El trayecto hacia Portugal concluyó en Évora, donde los novios se encontraron por primera vez el 23 de noviembre. Solo cuatro días después, el 27 de noviembre de 1490, contrajeron matrimonio en una solemne ceremonia celebrada en la catedral de Évora, presidida por el arzobispo de Braga y con la intervención del humanista Cataldo, figura eclesiástica de gran prestigio. Las celebraciones nupciales, descritas con lujo de detalles por el cronista García de Resende, se convirtieron en un hito cultural de la época: torneos, banquetes, representaciones teatrales y fiestas se sucedieron durante semanas, convirtiendo a Évora en epicentro de la vida cortesana europea.

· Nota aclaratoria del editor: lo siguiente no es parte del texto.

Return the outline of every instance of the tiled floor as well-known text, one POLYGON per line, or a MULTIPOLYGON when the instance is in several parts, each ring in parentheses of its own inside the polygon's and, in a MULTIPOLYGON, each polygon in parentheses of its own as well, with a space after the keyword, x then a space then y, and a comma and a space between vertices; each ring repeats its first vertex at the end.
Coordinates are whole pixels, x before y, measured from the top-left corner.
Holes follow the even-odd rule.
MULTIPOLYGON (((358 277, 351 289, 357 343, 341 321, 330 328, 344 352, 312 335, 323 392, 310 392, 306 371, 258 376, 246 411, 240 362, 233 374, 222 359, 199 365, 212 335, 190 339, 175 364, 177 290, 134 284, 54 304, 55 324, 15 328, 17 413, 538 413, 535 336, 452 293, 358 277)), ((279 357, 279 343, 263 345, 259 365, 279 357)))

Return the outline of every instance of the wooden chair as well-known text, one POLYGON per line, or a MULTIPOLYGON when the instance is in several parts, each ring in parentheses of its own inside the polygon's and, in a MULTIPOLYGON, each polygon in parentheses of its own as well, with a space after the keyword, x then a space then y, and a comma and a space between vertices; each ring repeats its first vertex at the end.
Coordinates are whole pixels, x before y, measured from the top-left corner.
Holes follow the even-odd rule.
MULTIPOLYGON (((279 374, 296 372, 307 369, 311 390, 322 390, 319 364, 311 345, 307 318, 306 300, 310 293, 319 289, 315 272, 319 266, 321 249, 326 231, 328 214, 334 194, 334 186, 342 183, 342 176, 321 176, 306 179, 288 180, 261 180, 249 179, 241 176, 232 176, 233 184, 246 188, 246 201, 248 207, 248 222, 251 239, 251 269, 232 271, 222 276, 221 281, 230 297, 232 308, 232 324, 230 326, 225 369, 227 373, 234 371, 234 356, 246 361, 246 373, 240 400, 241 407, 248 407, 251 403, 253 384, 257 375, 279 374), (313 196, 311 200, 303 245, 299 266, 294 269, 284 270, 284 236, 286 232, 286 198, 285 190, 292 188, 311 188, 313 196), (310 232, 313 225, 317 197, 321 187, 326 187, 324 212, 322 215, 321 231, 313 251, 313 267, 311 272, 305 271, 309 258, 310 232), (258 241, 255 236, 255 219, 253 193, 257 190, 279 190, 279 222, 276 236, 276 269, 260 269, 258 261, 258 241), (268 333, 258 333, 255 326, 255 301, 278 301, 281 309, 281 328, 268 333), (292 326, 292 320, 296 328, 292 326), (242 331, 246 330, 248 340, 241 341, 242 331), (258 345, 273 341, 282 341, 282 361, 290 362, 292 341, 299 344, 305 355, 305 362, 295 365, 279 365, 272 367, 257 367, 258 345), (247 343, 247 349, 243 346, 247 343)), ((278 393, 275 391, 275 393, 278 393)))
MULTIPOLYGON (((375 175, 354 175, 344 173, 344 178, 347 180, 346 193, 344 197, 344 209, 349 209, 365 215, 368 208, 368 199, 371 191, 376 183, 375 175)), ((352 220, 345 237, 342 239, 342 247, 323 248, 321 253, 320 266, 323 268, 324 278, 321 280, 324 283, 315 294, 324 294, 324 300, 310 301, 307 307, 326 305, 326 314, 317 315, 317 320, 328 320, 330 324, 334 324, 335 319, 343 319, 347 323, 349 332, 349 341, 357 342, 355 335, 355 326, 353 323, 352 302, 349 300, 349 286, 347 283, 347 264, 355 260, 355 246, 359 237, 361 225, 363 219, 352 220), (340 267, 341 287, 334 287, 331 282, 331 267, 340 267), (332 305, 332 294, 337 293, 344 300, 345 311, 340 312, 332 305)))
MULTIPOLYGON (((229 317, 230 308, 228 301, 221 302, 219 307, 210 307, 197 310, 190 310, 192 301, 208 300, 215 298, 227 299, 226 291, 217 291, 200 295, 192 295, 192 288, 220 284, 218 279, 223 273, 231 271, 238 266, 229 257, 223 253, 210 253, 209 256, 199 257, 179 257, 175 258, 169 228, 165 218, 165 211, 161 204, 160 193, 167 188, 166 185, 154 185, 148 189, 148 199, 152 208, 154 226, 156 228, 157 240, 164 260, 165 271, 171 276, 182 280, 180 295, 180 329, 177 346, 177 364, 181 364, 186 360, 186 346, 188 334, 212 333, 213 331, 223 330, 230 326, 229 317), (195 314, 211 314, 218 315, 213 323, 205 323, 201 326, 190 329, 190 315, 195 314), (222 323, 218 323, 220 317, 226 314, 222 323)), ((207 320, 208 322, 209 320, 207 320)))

Vida en Portugal como princesa consorte

Tras el matrimonio, Isabel y Alfonso se establecieron en el monasterio de Espiñeiro, y comenzaron una gira ceremonial por diferentes regiones del reino. Su paso por ciudades como Viana, Santarem o Almeirim fue acompañado de recepciones públicas y muestras de afecto popular. El rey Juan II de Portugal, complacido con la unión, otorgó a su nuera rentas, títulos y villas en calidad de señorío, incluyendo Alvayazere, Torres Novas y Torres Vedras, consolidando así su posición como figura prominente en la corte portuguesa.

Durante esta etapa, Isabel vivió un periodo de relativa felicidad. Aunque el matrimonio había sido arreglado por razones de Estado, su relación con Alfonso parece haber sido cercana y afectuosa. Ambos compartían juventud, formación religiosa y un entorno cortesano culturalmente activo. Los vínculos entre Castilla y Portugal se reforzaban con su presencia, y por un breve tiempo pareció posible un futuro ibérico pacificado bajo dos coronas amigas.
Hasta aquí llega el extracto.